Prendrez-vous des arrêtés municipaux garantissant le respect et la sécurité des travailleurs et des travailleuses du sexe, à rebours des arrêtés répressifs qui les poussent à travailler encore plus caché·e·s, les rendant donc vulnérables aux agressions, aux risques de transmissions du VIH et des IST, aux maladies ?

Nancy en commun : Nous réfléchirons avec les associations et les différents acteurs concernés à la mise en place de solutions garantissant à chacun, chacunes sécurité et respect.

Seriez-vous favorable à l’ouverture d’une salle de consommation à moindre risque (lieu médicalisé permettant aux personnes s’injectant ou inhalant des drogues de le faire en sécurité et de disposer d’un accompagnement médical, social et communautaire) sur la ville et la métropole de Nancy ?

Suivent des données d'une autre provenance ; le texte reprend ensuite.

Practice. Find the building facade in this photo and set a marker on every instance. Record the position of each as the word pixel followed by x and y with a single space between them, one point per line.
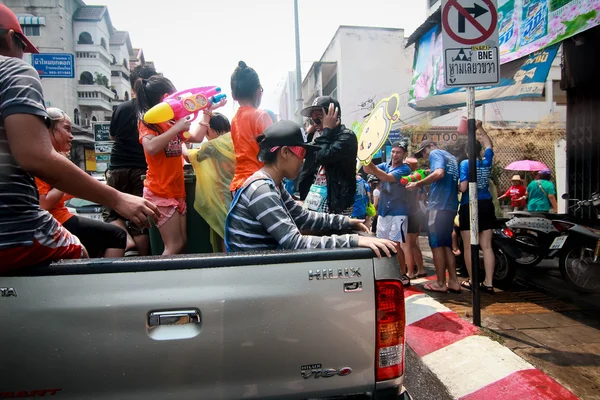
pixel 361 66
pixel 103 57
pixel 552 105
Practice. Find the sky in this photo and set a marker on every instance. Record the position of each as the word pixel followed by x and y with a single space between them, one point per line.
pixel 199 42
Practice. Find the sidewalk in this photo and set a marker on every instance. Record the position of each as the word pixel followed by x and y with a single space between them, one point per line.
pixel 559 339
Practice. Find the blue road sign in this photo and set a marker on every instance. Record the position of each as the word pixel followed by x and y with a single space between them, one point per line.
pixel 54 65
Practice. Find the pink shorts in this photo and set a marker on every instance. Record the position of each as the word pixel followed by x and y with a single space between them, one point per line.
pixel 167 207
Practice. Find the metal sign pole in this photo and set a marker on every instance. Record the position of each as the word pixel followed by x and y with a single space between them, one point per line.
pixel 473 206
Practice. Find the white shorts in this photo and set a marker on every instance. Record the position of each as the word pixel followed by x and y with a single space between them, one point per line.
pixel 393 227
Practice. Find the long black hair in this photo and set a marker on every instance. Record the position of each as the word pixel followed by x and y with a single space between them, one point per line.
pixel 219 123
pixel 244 82
pixel 149 92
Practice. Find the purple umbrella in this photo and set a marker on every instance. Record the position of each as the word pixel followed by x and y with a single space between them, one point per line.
pixel 526 165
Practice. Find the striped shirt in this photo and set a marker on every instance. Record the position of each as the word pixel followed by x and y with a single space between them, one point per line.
pixel 20 212
pixel 266 217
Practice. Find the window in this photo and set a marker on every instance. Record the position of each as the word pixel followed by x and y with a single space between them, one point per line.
pixel 85 38
pixel 31 30
pixel 331 86
pixel 86 78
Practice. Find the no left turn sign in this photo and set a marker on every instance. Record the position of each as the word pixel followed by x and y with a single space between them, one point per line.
pixel 470 42
pixel 469 22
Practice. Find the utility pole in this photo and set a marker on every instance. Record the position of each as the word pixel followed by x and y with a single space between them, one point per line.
pixel 298 71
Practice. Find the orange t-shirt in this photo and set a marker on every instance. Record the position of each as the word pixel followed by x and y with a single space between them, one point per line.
pixel 164 177
pixel 246 125
pixel 59 211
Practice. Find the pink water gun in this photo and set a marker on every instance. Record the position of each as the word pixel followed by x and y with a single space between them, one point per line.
pixel 181 104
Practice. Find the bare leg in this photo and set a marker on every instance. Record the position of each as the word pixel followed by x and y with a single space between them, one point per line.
pixel 466 236
pixel 408 256
pixel 171 235
pixel 401 259
pixel 130 241
pixel 142 244
pixel 114 253
pixel 451 266
pixel 413 239
pixel 183 228
pixel 489 260
pixel 439 261
pixel 455 248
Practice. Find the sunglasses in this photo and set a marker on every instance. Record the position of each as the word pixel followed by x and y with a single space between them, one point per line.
pixel 299 151
pixel 20 41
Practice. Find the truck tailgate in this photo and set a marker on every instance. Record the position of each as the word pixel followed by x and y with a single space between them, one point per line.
pixel 249 331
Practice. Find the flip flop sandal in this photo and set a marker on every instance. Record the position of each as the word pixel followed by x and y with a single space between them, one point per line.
pixel 405 280
pixel 466 284
pixel 430 288
pixel 487 289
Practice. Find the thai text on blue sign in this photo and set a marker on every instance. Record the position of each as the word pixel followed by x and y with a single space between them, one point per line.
pixel 59 65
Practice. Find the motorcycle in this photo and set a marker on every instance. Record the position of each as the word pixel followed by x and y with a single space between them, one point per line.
pixel 505 252
pixel 535 233
pixel 578 248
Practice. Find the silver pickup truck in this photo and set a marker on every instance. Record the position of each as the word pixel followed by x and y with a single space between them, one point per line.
pixel 324 324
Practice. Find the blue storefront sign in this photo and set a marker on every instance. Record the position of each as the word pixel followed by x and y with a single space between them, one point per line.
pixel 54 65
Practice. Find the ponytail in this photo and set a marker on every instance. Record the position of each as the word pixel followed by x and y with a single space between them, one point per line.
pixel 149 92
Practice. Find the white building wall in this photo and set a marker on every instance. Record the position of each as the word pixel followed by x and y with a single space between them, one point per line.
pixel 55 37
pixel 373 63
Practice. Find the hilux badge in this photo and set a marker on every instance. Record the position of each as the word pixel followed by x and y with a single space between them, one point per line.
pixel 339 273
pixel 317 371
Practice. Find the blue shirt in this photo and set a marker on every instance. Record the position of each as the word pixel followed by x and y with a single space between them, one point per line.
pixel 484 171
pixel 443 194
pixel 394 199
pixel 361 198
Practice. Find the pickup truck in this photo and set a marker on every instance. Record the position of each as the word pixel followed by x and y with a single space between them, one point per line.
pixel 314 324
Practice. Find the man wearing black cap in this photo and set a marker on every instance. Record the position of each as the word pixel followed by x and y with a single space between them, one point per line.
pixel 263 216
pixel 328 179
pixel 442 208
pixel 394 204
pixel 28 234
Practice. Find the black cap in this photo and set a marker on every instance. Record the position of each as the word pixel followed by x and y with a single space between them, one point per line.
pixel 402 144
pixel 422 146
pixel 320 103
pixel 284 133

Nancy en commun : Nous nous tenons à votre disposition pour la mise en oeuvre de dispositifs permettant aux personnes concernées d’être accompagnées et protégées.

Mesure n°9 • Vous engager en faveur de l’égalité des droits humains

En tant que maire, vous êtes aussi représentant·e politique et membre de partis et de réseaux ayant une grande influence.

Êtes-vous favorable :

À la fin de toute discrimination légale des femmes lesbiennes, bisexuelles et asexuelles, des femmes célibataires, des personnes transgenres et intersexes, dans l’accès à la Procréation Médicalement Assistée ?

Nancy en commun : Tout le monde devrait pouvoir accéder à ces techniques médicales, sans distinction et sans justification aucune.

À la possibilité pour les personnes transgenres de changer leur prénom et leur mention de sexe à l’état civil, de façon libre et gratuite, sur simple déclaration en mairie ?

Nancy en commun : Absolument, ce ne devrait pas relever du juge.

À l’interdiction des mutilations sur les personnes intersexes et des traitement hormonaux abusifs ?

Oui et ceci, dès le plus jeune âge.

À l’engagement de politiques éducatives de lutte contre les préjugés LGBTI-phobes, de l’école primaire à l’enseignement supérieur, notamment par l’éducation aux faits liés au genre et à l’orientation sexuelle et affective ?

Nancy en commun : Nous mettrons en œuvre des politiques éducatives auprès des agents mais également auprès de la population en communiquant activement et en apportant notre soutien à vos actions. De manière générale, notre liste est sensible à la lutte contre toutes les formes de discriminations et à la mise en place de politiques éducatives visant à respecter chacun, chacune dans sa diversité. Nous nous engageons à être des partenaires actifs des combats visant à permettre à toute personne de trouver sa place au sein de notre société.